Perhaps to take her mind off these horrors – or perhaps she’s just got a prodigious libido – Bia gives her boyfriend growing attention. She pressures him for physical intimacy but being religious, he declines. Frustrated, Bia focuses her attention on the murders; the thought that she might be one of the next victims appears to simultaneously scare and excite her. Ultimately, this has a negative impact on her friendships, particularly when one of the girls displays a romantic interest in João – who’s completely indifferent to her since he’s lamenting the loss of the girlfriend who apparently recently dumped him.

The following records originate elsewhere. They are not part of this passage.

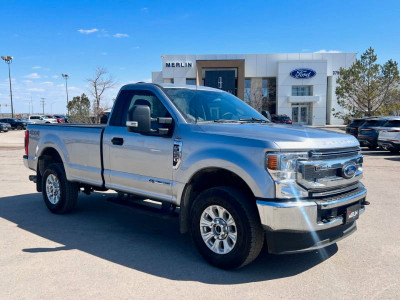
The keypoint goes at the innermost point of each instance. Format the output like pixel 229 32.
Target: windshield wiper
pixel 226 121
pixel 253 120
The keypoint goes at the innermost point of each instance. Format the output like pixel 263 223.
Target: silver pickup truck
pixel 237 180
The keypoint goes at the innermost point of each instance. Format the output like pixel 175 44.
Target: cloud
pixel 120 35
pixel 36 90
pixel 328 51
pixel 87 31
pixel 32 76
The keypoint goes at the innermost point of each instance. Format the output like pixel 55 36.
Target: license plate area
pixel 352 213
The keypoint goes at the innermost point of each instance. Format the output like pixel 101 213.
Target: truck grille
pixel 325 169
pixel 335 153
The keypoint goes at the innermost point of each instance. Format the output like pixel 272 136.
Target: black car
pixel 15 123
pixel 368 133
pixel 4 127
pixel 354 126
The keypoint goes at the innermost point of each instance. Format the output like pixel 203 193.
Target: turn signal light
pixel 272 162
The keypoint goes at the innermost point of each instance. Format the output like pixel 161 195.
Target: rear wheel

Bia gets too close for comfort with these killings; when going home after school, she happens upon a young woman who appears to have been the latest victim of this serial killer. Badly bruised, bloody and beaten, she’s barely alive. Bia sends her friends to get help while she stays with the girl, encouraging her to hang on – given her condition, it doesn’t look like she’s going to last much longer. Eventually, Bia’s macabre behavior alienates what remains of her friends, leaving her virtually alone. Will Bia’s fetishistic preoccupation with these killings permanently isolate her from society?  


Is “Kill Me Please” a coming of age story or a slasher flick? Curiously, the answer may be both. The film has a compelling opening – for the first minutes, there is absolutely no dialog and each gloomy, foreboding shot wonderfully sets the tone for the story to follow. For much of the movie, the audience is invited into an unfamiliar world and we hang in there wondering where all of this is going. The problem is that by the third act, the main spine of the story seems to have been either lost or intentionally discarded along the way; what results is a deeply unsatisfying ending which is about as clear as mud.

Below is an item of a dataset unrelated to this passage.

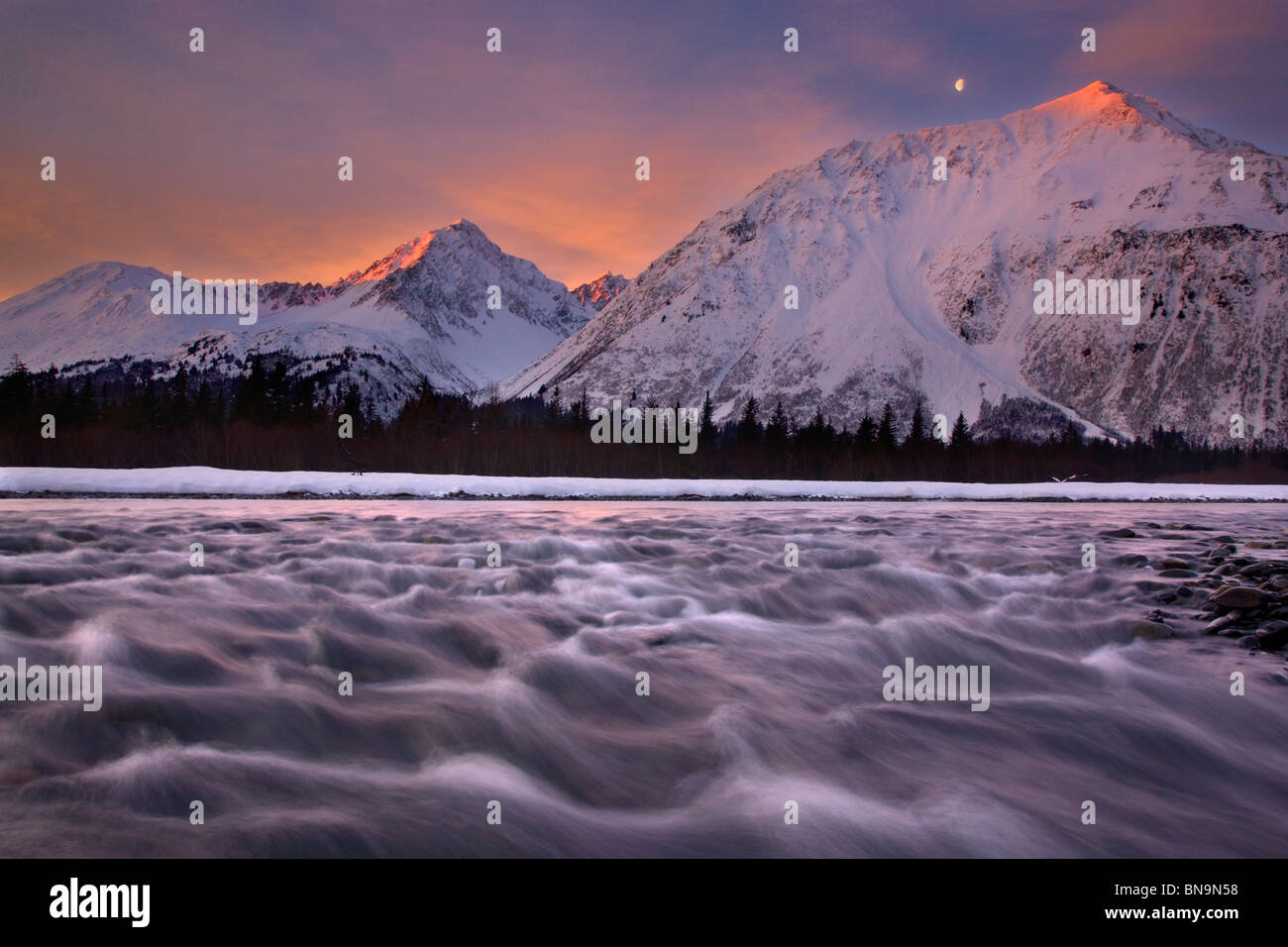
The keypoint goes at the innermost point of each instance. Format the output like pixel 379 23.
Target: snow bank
pixel 207 479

While the idea of “Kill Me Please” is certainly unique – combining a murder mystery with the angst of teenage females – it may have been too much for a first-time feature filmmaker to attempt. It’s too bad because each story unto itself would have made an interesting film. What’s particularly unusual is the fact that Bia is a young woman of multiple lusts: one for sex and one for blood. Both appear to be equally as strong. Religion takes quite a beating, too: evangelicals are made out to be morons and prayer services come off looking and sounding more like a Rave Party.  

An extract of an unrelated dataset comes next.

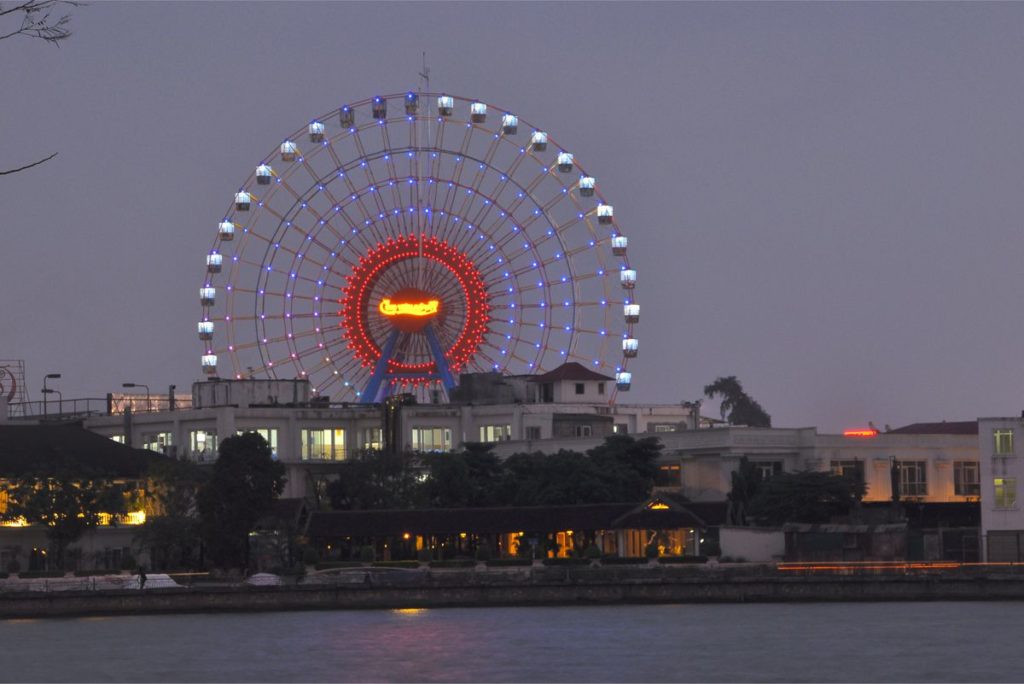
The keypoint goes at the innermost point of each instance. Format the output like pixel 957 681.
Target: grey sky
pixel 823 200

Following the screening was a question and answer session with “Kill Me Please” director Anita Rocha da Silveira. With this being her first feature film, she said it was based on one of her earlier short films which had a similar theme. Both movies were inspired by a true incident: when she was a teenager, one of her closest friends committed suicide and she wound up having a tremendous amount of difficulty coming to terms with her loss. The director admitted that much of the visual style of this motion picture was inspired by David Lynch’s short-lived television show,“Twin Peaks”.